When Hetq visited the mine on April 8, new timber reinforcements had been installed replacing the rotted beams that now lay strewn in the vicinity.
We were told by a man claiming to be in charge of the work that miners were working inside the shaft but that ore had yet to be removed. He didn’t wish to give his name.
“Why do you need my name? I’m new here. We are trying to find out how much copper has been left by the French,” he said.
For years, Metal Prince has been dumping waste and boulders from the Shamlugh mine along the road connecting Shamlugh to Alaverdi.
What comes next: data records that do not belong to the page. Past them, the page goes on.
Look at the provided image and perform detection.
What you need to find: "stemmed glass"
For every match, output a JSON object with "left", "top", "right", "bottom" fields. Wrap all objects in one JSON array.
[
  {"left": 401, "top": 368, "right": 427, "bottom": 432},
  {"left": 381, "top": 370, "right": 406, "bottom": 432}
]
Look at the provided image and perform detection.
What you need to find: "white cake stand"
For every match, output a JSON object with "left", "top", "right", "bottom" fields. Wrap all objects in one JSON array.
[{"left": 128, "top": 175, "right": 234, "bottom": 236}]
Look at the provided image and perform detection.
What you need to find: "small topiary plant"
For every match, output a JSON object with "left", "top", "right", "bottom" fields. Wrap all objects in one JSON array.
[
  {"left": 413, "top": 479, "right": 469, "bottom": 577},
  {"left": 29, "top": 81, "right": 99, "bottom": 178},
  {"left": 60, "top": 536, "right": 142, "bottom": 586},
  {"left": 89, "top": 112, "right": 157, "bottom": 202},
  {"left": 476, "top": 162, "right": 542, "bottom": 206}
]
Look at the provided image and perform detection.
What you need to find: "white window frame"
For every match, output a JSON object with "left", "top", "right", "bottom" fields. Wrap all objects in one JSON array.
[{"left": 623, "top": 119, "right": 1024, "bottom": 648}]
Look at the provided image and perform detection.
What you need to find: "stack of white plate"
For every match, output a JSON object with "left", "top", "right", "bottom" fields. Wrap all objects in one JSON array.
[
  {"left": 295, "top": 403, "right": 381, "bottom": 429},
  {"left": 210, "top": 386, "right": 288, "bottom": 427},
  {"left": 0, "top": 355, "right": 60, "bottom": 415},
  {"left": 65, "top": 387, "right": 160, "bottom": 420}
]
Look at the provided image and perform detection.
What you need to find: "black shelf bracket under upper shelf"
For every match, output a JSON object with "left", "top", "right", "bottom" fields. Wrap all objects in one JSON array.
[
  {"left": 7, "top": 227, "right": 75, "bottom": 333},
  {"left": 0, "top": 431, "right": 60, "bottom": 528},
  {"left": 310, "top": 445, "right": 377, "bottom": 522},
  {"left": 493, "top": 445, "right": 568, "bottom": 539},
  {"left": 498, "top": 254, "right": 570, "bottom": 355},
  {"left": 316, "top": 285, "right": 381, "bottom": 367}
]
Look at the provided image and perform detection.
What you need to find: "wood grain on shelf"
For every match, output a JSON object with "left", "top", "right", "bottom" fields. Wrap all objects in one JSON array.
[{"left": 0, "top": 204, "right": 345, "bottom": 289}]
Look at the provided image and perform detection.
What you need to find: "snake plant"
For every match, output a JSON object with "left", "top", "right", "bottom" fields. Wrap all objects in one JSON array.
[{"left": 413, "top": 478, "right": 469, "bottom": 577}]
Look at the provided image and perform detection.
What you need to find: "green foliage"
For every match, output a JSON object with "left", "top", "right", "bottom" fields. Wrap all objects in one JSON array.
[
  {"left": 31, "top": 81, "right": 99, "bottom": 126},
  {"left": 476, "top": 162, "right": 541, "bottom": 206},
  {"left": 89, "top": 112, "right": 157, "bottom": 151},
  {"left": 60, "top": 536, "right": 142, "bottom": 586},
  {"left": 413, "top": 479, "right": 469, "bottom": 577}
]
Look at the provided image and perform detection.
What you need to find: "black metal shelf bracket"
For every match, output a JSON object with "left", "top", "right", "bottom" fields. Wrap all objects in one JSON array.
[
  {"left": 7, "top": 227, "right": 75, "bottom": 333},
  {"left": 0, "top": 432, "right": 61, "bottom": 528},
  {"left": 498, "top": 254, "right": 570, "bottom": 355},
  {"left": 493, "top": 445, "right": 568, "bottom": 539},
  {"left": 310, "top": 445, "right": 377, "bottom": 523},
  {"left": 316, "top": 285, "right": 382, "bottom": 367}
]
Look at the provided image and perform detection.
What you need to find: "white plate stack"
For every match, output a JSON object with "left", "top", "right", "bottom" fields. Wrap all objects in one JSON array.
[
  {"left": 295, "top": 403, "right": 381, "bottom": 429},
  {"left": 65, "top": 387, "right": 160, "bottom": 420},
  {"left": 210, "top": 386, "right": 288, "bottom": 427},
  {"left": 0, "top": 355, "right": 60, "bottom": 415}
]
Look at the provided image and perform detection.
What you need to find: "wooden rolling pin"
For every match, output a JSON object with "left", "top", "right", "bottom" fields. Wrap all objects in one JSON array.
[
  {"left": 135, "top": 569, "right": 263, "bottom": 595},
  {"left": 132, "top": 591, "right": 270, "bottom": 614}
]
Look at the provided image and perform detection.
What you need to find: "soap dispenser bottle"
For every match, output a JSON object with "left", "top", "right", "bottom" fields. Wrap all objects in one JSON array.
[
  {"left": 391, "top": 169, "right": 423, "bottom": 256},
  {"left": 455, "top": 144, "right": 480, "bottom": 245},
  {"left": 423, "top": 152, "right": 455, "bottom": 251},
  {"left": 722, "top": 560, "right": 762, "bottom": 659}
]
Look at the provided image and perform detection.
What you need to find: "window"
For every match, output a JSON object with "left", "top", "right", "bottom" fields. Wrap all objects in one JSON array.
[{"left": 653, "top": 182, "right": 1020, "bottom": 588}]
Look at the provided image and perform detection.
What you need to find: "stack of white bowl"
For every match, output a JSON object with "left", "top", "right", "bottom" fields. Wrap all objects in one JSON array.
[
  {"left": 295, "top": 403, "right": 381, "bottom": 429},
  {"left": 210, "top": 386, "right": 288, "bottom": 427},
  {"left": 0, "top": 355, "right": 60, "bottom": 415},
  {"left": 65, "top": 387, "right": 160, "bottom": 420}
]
These pose a real threat in the case of a flood and Armenia’s Ministry of Emergency Affairs hasn’t paid enough attention to this issue.
The Akhtala Mountain Enrichment Combinat (AMEC), owned by Metal Prince, has been polluting local Shamlugh environment for years with its waste and exhaust discharges.
Mayor Bezhanyan said that the plant pays the community 950,000 AMD ($2,300) in land lease tax and 120,000 AMD ($290) in property tax.
He said that while the company’s heavy cargo trucks damage the town’s roadways, road taxes are paid into the Akhtala budget, where the company is registered. Akhtala, not Shamlugh, is also the recipient of environmental subsidies.
Due to the $1.2 million debt owed by Metal Prince to Aparaj LLC, management of AMEC has been handed over to the latter.
Rumors in Shamlugh and Akhtala claim that the real owner of AMEC is Maksim Hakobyan, General Manager of the Zangezur Copper Molybdenum Combine.